The insulated roof panels work as an insulator as well as provide a barrier for both air and water. In order to ensure the panels are remotely effective, the joints between them should be seamless. Failure to do this will compromise the integrity of the panels as a whole. When purchasing SIRPs, get the specific manufacturer's joinery guidelines to do the job. Some companies may even use specific joinery systems only for their products. Therefore, using general sealants and gaskets then opting to bumble your way through the process will cost you. Instead, follow the manufacturer's guidelines to the letter, or allow them to make the installation when you're unsure of your abilities.
Failing to account for expansion and contraction.

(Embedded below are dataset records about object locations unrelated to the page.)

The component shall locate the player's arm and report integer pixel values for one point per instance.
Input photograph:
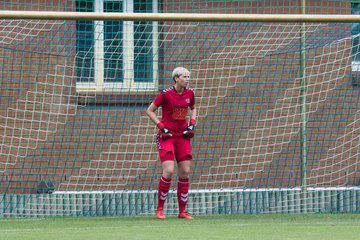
(193, 113)
(151, 113)
(165, 133)
(190, 130)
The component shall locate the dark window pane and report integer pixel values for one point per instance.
(113, 49)
(85, 44)
(143, 51)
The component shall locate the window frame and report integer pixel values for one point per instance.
(128, 83)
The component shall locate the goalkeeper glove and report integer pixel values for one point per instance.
(164, 132)
(189, 132)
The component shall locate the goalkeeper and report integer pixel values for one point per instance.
(173, 138)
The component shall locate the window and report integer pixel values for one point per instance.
(116, 56)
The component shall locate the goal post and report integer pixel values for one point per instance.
(277, 96)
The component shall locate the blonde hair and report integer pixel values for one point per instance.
(179, 71)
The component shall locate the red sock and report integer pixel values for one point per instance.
(163, 191)
(183, 193)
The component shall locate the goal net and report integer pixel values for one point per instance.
(278, 120)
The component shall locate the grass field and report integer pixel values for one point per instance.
(272, 226)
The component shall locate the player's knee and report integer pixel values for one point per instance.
(168, 172)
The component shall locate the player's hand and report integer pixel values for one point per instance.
(165, 133)
(189, 132)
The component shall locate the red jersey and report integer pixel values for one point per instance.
(175, 108)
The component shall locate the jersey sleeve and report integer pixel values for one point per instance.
(192, 101)
(159, 99)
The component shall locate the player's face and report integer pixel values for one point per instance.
(183, 80)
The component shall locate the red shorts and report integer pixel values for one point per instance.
(178, 148)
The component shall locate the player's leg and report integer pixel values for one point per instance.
(166, 153)
(184, 156)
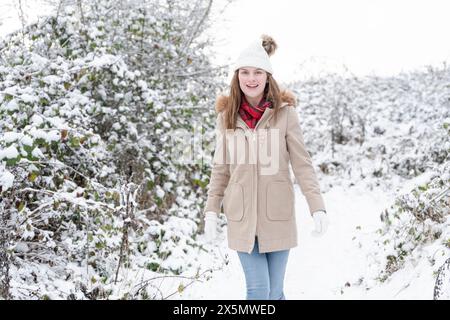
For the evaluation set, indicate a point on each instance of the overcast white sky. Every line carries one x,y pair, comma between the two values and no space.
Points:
381,37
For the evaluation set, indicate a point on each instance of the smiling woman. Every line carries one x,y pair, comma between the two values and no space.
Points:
259,205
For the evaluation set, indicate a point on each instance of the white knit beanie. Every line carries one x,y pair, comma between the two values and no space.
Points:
257,54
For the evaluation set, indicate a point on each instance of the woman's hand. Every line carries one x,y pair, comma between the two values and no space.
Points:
321,223
210,226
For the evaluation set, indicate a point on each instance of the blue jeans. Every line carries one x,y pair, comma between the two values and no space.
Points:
264,273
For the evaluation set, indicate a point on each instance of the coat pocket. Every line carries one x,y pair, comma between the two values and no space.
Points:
233,202
280,201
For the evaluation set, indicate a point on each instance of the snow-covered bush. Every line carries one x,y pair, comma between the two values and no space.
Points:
375,129
89,101
415,219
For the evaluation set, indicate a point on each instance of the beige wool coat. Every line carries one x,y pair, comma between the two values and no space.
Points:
251,180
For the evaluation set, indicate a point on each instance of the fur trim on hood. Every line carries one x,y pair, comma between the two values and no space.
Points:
286,96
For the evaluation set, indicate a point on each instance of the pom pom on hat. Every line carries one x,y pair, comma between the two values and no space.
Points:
257,54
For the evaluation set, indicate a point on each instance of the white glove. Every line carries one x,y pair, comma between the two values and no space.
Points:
321,223
210,226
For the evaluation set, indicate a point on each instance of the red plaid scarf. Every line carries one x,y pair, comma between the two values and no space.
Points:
250,114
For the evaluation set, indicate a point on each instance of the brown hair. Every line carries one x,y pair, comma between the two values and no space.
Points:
271,93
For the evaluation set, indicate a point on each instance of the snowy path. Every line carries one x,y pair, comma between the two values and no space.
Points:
319,268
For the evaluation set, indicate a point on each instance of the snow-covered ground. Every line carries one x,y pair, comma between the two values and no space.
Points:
32,10
328,267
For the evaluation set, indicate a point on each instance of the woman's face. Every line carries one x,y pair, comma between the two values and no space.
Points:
252,81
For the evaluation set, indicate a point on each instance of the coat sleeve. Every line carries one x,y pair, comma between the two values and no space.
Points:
301,163
220,173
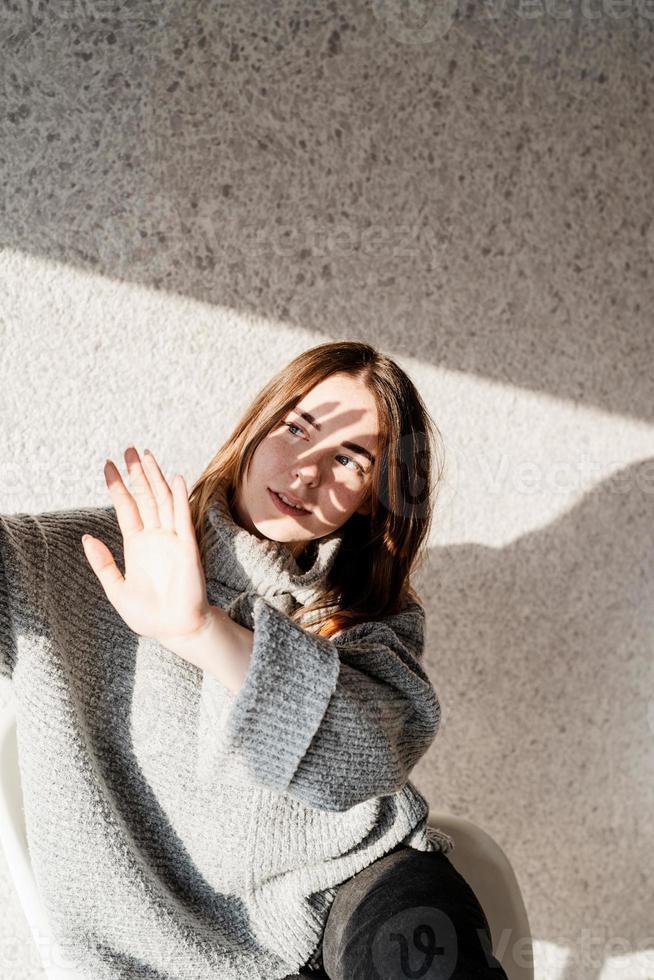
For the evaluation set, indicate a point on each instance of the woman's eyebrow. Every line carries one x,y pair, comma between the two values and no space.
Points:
352,446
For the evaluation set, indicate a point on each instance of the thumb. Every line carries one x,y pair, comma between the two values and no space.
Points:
102,562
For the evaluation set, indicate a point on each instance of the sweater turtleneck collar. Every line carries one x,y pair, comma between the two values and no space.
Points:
244,562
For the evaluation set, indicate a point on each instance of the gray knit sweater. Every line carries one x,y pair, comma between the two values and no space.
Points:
179,830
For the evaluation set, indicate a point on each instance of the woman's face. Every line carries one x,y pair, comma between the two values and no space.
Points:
317,465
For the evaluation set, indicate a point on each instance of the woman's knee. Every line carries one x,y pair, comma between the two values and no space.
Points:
410,914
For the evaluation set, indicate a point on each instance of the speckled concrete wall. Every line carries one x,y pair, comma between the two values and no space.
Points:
193,193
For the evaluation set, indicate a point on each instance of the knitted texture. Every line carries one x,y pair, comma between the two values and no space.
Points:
179,830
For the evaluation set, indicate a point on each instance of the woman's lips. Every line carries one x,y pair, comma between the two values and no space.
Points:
285,509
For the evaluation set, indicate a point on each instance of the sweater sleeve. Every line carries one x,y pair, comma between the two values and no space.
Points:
333,722
23,558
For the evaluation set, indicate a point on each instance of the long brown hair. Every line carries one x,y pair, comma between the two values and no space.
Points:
371,576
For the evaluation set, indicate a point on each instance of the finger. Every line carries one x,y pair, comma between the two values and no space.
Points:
141,489
102,562
161,490
183,517
129,518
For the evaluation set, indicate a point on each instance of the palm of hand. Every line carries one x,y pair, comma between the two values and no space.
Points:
163,593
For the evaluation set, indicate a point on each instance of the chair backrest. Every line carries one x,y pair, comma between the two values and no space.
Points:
13,839
487,869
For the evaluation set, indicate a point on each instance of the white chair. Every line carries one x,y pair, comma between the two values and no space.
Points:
487,869
14,844
476,856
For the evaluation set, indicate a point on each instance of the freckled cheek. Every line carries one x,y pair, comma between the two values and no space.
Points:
273,457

The insulated roof panels are liable to expand to a greater extent than other construction materials such as wood. This is due to the panel's constituent materials and the multiple layers involved. The overall design of the panelling should account for these changes as the temperatures fluctuate. Ensure the sizes of your SIRPs are correct for your roof. The joints between them should also be flexible enough to accommodate the movements but still able to maintain the integrity of the panelling.